The peptic substance (0.78 percent total, 0.43 percent soluble) present in fresh tubers contains uronic acid (60 percent) and methoxyl (4 to 5 percent). Other constituents include phytin (1.05 percent), two monoaminophosphatides (probably lecithin and cephalin), organic acids (oxalic acid), phytosterolin, phytosterol, resins, tannins, and colouring matter. Sweet potato contanins calcium, 30; magnesium, 24; potassium, 373; sodium, 13; phosphorus, 49; chlorine, 85; sulphur, 26; iron, 0.8 mg/100g; iodine, 4.5 µg/kg; manganese, copper and zinc are present in traces (Hug et al., 1983).
When buying sweet potatoes, select sound, firm roots. Handle them carefully to prevent bruising. Storage in a dry, unrefrigerated bin kept above 15deg Celcius is best. DO NOT REFRIGERATE, because temperatures below 15deg will chill this tropical vegetable giving it a hard core and an undesirable taste when cooked.Sweet potatoes add valuable, appetizing nutrients and color to any meal.
My mum used to make this little bite size sweet potato dumpling with fillings which is of 福清(Fu Qing-a clan in Foochow) origin. My mum is a person who make lovely food just with ''agak-agak'' (estimation) recipes. I made them today and will upload the recipes later. They tasted real good as they look......
I wander if these little delicacies can suitably call itself dim sum ? :-)

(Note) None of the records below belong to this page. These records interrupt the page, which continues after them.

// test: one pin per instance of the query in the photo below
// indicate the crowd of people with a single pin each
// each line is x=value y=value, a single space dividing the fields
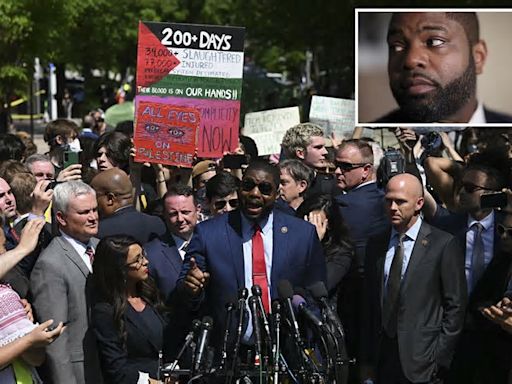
x=106 y=262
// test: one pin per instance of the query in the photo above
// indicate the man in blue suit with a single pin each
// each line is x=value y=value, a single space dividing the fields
x=362 y=209
x=221 y=256
x=165 y=254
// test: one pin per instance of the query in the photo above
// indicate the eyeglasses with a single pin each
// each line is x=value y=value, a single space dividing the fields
x=502 y=230
x=344 y=166
x=139 y=261
x=220 y=204
x=265 y=187
x=471 y=188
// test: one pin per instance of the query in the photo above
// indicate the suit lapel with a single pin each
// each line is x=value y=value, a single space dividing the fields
x=172 y=254
x=73 y=256
x=421 y=247
x=279 y=249
x=384 y=241
x=234 y=238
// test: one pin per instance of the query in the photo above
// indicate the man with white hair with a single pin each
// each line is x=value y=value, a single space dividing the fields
x=58 y=285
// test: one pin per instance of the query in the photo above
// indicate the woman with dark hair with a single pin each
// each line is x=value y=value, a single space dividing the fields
x=323 y=213
x=113 y=150
x=128 y=316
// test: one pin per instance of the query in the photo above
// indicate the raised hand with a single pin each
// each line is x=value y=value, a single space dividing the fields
x=196 y=279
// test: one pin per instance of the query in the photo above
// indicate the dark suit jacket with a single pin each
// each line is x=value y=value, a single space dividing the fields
x=363 y=212
x=217 y=248
x=490 y=116
x=120 y=365
x=164 y=264
x=432 y=302
x=129 y=221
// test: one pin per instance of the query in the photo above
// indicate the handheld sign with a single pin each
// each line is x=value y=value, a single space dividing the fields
x=189 y=84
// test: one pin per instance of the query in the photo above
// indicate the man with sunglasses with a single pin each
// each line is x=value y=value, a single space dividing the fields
x=114 y=193
x=362 y=208
x=476 y=228
x=254 y=245
x=222 y=193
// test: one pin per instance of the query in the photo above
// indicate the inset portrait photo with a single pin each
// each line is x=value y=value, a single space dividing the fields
x=440 y=66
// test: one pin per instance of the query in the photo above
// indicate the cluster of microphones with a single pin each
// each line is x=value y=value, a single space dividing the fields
x=301 y=339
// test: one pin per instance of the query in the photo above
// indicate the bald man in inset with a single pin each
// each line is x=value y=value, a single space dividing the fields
x=118 y=216
x=415 y=293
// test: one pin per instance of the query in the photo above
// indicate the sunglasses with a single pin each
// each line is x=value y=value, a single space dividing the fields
x=138 y=261
x=344 y=166
x=471 y=188
x=265 y=187
x=220 y=204
x=502 y=230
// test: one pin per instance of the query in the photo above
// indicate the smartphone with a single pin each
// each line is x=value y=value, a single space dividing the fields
x=493 y=200
x=53 y=326
x=234 y=161
x=52 y=185
x=70 y=158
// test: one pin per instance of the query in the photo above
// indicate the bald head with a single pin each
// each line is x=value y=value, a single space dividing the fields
x=113 y=191
x=404 y=200
x=407 y=182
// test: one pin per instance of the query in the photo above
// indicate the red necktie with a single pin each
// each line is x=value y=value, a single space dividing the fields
x=90 y=252
x=259 y=268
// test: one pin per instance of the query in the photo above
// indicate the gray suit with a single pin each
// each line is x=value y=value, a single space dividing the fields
x=431 y=308
x=58 y=286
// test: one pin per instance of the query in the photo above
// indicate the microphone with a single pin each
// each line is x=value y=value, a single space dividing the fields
x=253 y=306
x=242 y=297
x=319 y=292
x=285 y=290
x=256 y=291
x=276 y=311
x=224 y=353
x=300 y=305
x=196 y=325
x=203 y=342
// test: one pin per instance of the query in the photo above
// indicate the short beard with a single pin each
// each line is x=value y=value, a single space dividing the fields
x=441 y=103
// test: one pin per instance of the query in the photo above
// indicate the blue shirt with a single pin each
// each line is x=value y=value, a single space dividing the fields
x=267 y=234
x=409 y=240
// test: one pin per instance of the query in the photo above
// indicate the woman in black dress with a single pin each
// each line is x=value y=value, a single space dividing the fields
x=127 y=316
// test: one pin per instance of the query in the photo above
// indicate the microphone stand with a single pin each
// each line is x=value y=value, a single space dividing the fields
x=224 y=353
x=276 y=347
x=242 y=296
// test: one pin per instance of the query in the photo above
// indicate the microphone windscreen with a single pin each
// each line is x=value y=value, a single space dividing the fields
x=285 y=289
x=318 y=290
x=207 y=322
x=253 y=300
x=243 y=293
x=297 y=300
x=196 y=324
x=256 y=290
x=300 y=291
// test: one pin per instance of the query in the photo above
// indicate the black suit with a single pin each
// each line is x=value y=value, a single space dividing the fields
x=397 y=116
x=362 y=210
x=129 y=221
x=122 y=364
x=431 y=307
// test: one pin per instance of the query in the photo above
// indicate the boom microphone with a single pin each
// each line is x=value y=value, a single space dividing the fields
x=203 y=342
x=319 y=292
x=299 y=303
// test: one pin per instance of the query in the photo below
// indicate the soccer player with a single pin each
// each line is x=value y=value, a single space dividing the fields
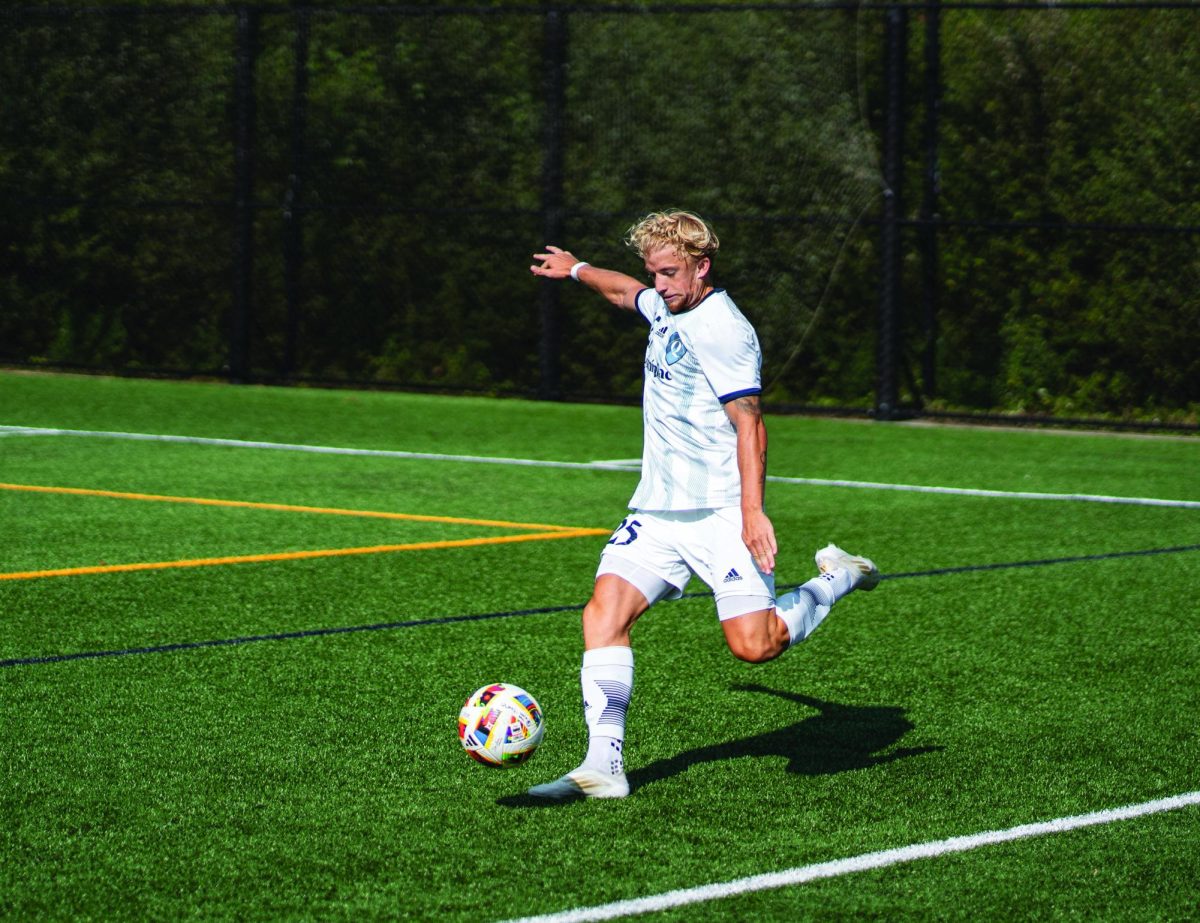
x=699 y=508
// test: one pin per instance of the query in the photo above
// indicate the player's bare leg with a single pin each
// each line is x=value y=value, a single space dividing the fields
x=607 y=682
x=761 y=636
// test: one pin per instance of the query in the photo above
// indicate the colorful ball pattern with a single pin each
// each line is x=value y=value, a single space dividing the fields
x=501 y=725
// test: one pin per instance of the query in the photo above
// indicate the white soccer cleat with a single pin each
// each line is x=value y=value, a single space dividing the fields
x=831 y=558
x=583 y=783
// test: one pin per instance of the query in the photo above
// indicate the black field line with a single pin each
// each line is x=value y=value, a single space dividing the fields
x=622 y=465
x=539 y=611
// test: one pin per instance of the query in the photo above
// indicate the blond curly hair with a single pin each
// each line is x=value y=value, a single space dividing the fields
x=689 y=235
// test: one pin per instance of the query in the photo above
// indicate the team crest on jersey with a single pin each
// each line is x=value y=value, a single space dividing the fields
x=676 y=349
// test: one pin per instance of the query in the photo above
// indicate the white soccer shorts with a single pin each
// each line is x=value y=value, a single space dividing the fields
x=658 y=552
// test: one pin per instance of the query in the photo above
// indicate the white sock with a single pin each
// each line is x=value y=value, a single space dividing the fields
x=805 y=607
x=607 y=683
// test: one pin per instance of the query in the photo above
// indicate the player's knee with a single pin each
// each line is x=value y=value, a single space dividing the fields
x=604 y=624
x=756 y=651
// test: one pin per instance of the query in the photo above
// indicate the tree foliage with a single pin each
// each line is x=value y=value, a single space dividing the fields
x=399 y=187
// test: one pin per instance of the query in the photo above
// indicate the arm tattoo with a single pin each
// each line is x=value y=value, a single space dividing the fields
x=749 y=405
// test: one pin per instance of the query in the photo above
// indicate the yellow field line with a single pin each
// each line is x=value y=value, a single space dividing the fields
x=291 y=508
x=298 y=555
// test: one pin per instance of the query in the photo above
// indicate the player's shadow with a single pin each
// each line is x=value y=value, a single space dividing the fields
x=838 y=738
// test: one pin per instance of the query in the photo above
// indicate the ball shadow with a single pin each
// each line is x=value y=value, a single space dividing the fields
x=838 y=738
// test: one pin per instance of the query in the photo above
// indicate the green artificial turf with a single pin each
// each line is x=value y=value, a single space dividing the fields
x=276 y=741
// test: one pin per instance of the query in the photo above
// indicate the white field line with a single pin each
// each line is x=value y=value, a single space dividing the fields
x=859 y=863
x=623 y=465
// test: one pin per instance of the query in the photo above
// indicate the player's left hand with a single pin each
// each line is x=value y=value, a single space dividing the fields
x=759 y=535
x=556 y=263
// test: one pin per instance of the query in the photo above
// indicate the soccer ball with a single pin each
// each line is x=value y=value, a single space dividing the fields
x=501 y=725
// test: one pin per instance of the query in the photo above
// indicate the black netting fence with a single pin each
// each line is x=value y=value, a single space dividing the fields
x=924 y=208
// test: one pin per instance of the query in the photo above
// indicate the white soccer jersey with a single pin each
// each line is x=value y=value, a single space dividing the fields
x=695 y=361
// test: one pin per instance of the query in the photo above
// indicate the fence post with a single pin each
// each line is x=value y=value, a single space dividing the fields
x=894 y=46
x=933 y=183
x=244 y=192
x=552 y=211
x=293 y=238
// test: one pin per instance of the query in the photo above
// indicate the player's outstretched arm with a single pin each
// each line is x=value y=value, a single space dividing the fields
x=617 y=287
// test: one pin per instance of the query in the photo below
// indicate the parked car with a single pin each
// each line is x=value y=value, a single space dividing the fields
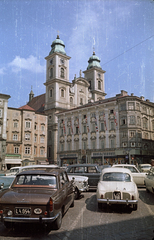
x=37 y=196
x=137 y=175
x=144 y=167
x=92 y=171
x=116 y=186
x=80 y=182
x=149 y=180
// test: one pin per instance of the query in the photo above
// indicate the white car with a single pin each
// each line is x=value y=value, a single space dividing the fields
x=144 y=167
x=137 y=175
x=80 y=182
x=149 y=181
x=116 y=186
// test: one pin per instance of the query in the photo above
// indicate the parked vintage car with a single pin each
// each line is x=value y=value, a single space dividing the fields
x=80 y=182
x=116 y=186
x=149 y=180
x=144 y=167
x=137 y=175
x=37 y=196
x=92 y=171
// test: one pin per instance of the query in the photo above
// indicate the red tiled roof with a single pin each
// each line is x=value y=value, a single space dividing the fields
x=26 y=107
x=38 y=103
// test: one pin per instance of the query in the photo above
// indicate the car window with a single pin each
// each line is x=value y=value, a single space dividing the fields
x=116 y=176
x=35 y=180
x=79 y=170
x=132 y=169
x=92 y=169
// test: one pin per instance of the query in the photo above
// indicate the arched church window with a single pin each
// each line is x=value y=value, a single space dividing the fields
x=62 y=92
x=99 y=85
x=62 y=73
x=51 y=73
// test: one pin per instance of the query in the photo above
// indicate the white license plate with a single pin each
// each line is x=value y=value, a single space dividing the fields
x=117 y=195
x=23 y=211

Fu Qing Sweet Potato Dumpling
Ingredients (make 20-24 pieces)

  • 300 gm sweet potato-cleaned, peeled and cut into pieces
  • 120 gm tapioca starch + additional 30 gm tapioca starch for dusting
  • 50 gm wheat starch
  • 1/2 tbsp lard/vegetable shortening/vegetable oil
  • a pinch of salt
  • 1 tsp icing sugar (optional-depend on the sweetness of your sweet potato)
  • 1 tbsp vegetable oil- for brushing after steaming
  • 250 gm mince meat-chicken/pork
  • 4 stalks of spring onion-finely chopped
  • 1 tbsp preserved sweet turnip/radish (Chai Po)-optional
  • 1 tsp of finely chopped fresh ginger
  • 1 tbsp shaoxing wine
  • 1 tbsp light soya sauce
  • 1/2 tbsp sesame oil
  • 1/2 tbsp dark soya sauce
  • 1 tsp of sugar
  • 1 egg-only use the egg white
  • 1 tsp of corn flour
  1. Mix all the filling ingredients in a bowl and let it marinate over night.
  2. Next day, place the sweet potato into a pot, top up with water to cover them, boil for 15-20mins till soft. Use a fork to poke the potato, you should be able to poke through easily all the way through.
  3. While the sweet potato is boiling, in a mixing bowl seive 120gm tapioca starch and 50gm wheat starch. Add in the vegetable oil/lard/vegetable shortening , icing sugar and salt.
  4. Once the sweet potato is cook, drain immediately and add them into the tapioca, wheat starch mixture. Use a fork to mix and mesh the sweet potato with the starch. Continue to mix well. Once the dough is slightly workable with your hand, knead to combine well. If it's too sticky, dust with some additional tapioca starch so that it's workable. The dough should feel soft but not mushy. Let it rest for 15minutes or so covered with a damp towel.
  5. Divide the dough to 20-24 portions. Roll with your hand each of them into a small ball. Press using your palm to form a circular shape wrapper, about 4mm thickness. Scoop about 1 tbsp of filling onto it, wrap like you would as wrapping pao. Repeat until done.
  6. Prepare bamboo steamer, let it steam for 10-15minutes on high heat until cook. Remove from heat, brush the dumpling with some vegetable oil, this will ensure the skin will stay soft and glistening.
  7. Garnish with some black sesame seed. Served with some soya sauce mixed with pickled ginger.
Enjoy of course.


adel said...

Merry Christmas and Happy 2010 to you Christine!!
This dumpling is very unique and your mum sure knows the way to make good comfort food.
Any plan for this holiday season?

Christine Toh said...

Hi Adel,

You too. It's quite difficult to plan to go anywhere far at the moment due to icy conditions on road far north, and as you know transport system will come to standstill if there is major snow so rather stay put and wrapped up warm.
Indeed my mum unique recipes. She likes making traditional food.

Christine said...

Hi! I love this recipe and I've done it a number of times. Question though - can the dumplings be made in advance and frozen?